UK & World News
Bahrain: Why Grand Prix Is A No-Win Situation
There seems little doubt now that the Bahrain Grand Prix will go ahead despite the efforts of protesters in the country and a sizeable body of public opinion across the world that it should have been called off.
In reality it should never have been put on. Not because of politics (more on that later) but because it was always going to be a catalyst for public disorder that would cause division, violence and death in a country struggling through a period of massive upheaval and potential change.
Formula One and its money men knew this would happen; they did the research. They just decided to say to themselves, as always, follow the money. It flows from Bahrain straight into their bank accounts.
The race teams and their drivers tinkering with their engines this morning will do their best to pretend they are in the "sporting world" and what's going on outside the pit lane and the race track is nothing to do with them.
They spend their working lives cocooned in ludicrous five-star luxury most of the time so they may successfully carry off this blinkered view of the real world for the time being; or they may not.
Funny thing about this "sport" is that a good number, if not the majority, are well-educated or privileged or rich or a mix of all, and they are certainly not stupid.
They are like the sporting equivalent of Nasa. The space agency employees, of course, have an excuse as they are thinking about stuff on another planet. Formula One teams have just put themselves on their own one.
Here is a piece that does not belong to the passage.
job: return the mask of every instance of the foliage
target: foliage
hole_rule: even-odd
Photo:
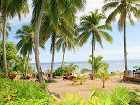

Unfortunately, few - outside those who support the government of Bahrain or are "petrol heads" who don't care or have financial ties to the event or don't want their duty-free expat lives messed up or who hate Shia Muslims in general and stroppy Shia protestors in particular - could possibly think this was ever a "good idea".
Bahrain is in the midst of a difficult stage in its development. The government has taken a battering from abroad and is attempting to bring about change.
Many would argue it is pitifully slow to the point of being a cynical abuse of the word "change", but things have moved on a bit in the last year.
The point is that there are thousands upon thousands of ordinary Bahraini people who are discriminated against and marginalised and are second class citizens in their own country because they are not part of the Sunni minority.
They don't throw petrol bombs and they try to hold down jobs but they DO protest. For that many have been criminalised and branded as Iranian stooges.
One must accept that these are all issues for Bahrain and not for outsiders to get involved in; and it is absolutely true.
So when one knows this stuff is going on - don't go there; stay on your own planet.